The objective of this note is to show how to arrive at the definition of the $q$-analog of the Gamma function. To do so, we "discover" the limit:
\begin{equation}\label{entry1ii} \newcommand{\qrfac}[2]{{\left({#1}; q\right)_{#2}}} \lim_{q\to 1} \frac{\qrfac{q}{\infty}}{(1-q)^x \qrfac{q^{x+1}}{\infty}}= \Gamma (x+1).
\end{equation}
Recall the limit definition of the Gamma function (from, for example Rainville [5, p. 11]):
$$\Gamma(x+1):=\lim_{n\to \infty} \frac{n! n^x}{(x+1)(x+2)\cdots (x+n)}.$$
To derive \eqref{entry1ii}, we find a $q$-analog of this limit. To that end, we use:
  1.  $\displaystyle \lim_{q\to 1} \frac{\qrfac{q}{n}}{(1-q)^n} = n!$ 
  2. $\displaystyle \lim_{q\to 1} \left(\frac{1-q^n}{1-q}\right)^x =n^x$ 
  3. $\displaystyle \lim_{q\to 1} \frac{\qrfac{q^{x+1}}{n}}{(1-q)^n}=(x+1)(x+2)\cdots (x+n)$  
 Thus, we have
 \begin{align*}\require{cancel} \Gamma(x+1)&= \lim_{n\to \infty} \frac{n! n^x}{(x+1)(x+2)\cdots (x+n)}\cr
& = \lim_{n\to \infty} \lim_{q\to 1} \frac{(1-q)^n}{\qrfac{q^{x+1}}{n}}\cdot \frac{\qrfac{q}{n}}{(1-q)^n} \cdot \left(\frac{1-q^n}{1-q}\right)^x\cr &= \lim_{q\to 1}\lim_{n\to \infty} \frac{\cancel{(1-q)^n}}{\qrfac{q^{x+1}}{n}}\cdot \frac{\qrfac{q}{n}}{\cancel{(1-q)^n}} \cdot \left(\frac{1-q^n}{1-q}\right)^x\cr &= \lim_{q\to 1} \frac{\qrfac{q}{\infty}}{\qrfac{q^{x+1}}{\infty}} \frac{1}{(1-q)^x}. \end{align*}
Here, we assume that the limits can be interchanged, and $|q|<1$. This completes the derivation of \eqref{entry1ii}.

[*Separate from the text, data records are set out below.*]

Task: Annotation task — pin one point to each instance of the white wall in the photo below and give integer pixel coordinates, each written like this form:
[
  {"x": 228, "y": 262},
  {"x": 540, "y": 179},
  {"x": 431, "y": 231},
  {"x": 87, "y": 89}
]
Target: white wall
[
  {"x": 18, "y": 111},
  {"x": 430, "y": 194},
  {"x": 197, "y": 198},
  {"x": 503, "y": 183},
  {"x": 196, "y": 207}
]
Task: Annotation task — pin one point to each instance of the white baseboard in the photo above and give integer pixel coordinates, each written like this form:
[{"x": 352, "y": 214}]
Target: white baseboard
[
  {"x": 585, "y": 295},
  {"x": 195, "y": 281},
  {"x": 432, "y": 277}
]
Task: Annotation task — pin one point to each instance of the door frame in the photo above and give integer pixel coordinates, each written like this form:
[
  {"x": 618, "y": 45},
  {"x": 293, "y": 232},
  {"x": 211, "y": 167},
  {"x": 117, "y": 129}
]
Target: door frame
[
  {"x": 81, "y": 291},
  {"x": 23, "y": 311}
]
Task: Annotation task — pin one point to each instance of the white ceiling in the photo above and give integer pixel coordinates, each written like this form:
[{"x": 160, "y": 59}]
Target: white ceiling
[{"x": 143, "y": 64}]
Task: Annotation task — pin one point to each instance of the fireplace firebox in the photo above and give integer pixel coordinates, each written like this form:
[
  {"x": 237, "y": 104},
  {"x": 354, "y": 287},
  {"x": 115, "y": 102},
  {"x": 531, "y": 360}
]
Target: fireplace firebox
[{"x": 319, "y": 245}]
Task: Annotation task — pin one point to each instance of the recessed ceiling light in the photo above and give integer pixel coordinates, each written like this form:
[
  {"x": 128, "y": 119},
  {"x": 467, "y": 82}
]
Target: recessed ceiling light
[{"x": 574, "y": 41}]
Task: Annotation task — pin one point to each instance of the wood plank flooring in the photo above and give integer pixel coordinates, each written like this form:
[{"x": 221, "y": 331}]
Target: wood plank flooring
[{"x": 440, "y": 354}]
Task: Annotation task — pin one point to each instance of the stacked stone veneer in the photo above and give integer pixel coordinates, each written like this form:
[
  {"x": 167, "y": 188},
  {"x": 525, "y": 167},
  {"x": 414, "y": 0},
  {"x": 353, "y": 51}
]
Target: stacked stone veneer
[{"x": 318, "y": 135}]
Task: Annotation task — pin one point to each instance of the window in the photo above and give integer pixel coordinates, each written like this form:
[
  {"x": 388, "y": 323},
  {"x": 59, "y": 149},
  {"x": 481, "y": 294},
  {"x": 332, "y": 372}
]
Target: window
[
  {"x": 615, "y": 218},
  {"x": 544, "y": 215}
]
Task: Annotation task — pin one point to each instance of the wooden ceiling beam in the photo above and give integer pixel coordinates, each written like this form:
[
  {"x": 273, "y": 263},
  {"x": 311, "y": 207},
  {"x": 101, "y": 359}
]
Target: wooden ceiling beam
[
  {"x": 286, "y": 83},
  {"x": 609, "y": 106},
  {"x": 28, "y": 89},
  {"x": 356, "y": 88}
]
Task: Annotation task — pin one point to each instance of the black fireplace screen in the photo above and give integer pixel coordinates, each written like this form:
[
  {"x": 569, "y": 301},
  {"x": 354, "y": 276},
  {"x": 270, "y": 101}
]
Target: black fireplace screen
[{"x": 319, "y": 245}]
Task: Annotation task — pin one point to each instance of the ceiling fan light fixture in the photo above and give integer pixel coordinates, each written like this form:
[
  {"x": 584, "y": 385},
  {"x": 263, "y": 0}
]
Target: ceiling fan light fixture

 Given the relation \eqref{entry1ii}, we can define the $q$-Gamma function, for $|q|<1$, as \begin{equation}\label{qgammadef} \Gamma_q (x)= \frac{\qrfac{q}{\infty}}{(1-q)^{x-1} \qrfac{q^{x}}{\infty}}.
\end{equation}

Remarks. The proof by Gosper, reported by Andrews [1] and reproduced in Gasper and Rahman [4] uses Euler's Product definition of the Gamma Function. Equation \eqref{entry1ii} is Entry 1(ii) in Berndt [2, ch.16]. The limit definition is entry 2293 in Carr's book [3], so Ramanujan had access to it.

References
  1. G. E. Andrews, $q$-Series: Their development and application in analysis, number theory, combinatorics, physics and computer algebra, NSF CBMS Regional Conference Series, 66 1986.
  2. B. C. Berndt, Ramanujan's Notebooks, Part III, Springer Verlag, New York, 1991.
  3. G. S. Carr, Formulas and Theorems of Pure Mathematics, 2nd ed., Chelsea, NY, 1970.
  4. G. Gasper and M. Rahman, Basic Hypergeometric Series, Encyclopedia of Mathematics And Its Applications 35, Cambridge University Press, Cambridge, 1990; Second Ed. (2004). 
  5. E. D. Rainville, Special Functions, Chelsea, NY (1960).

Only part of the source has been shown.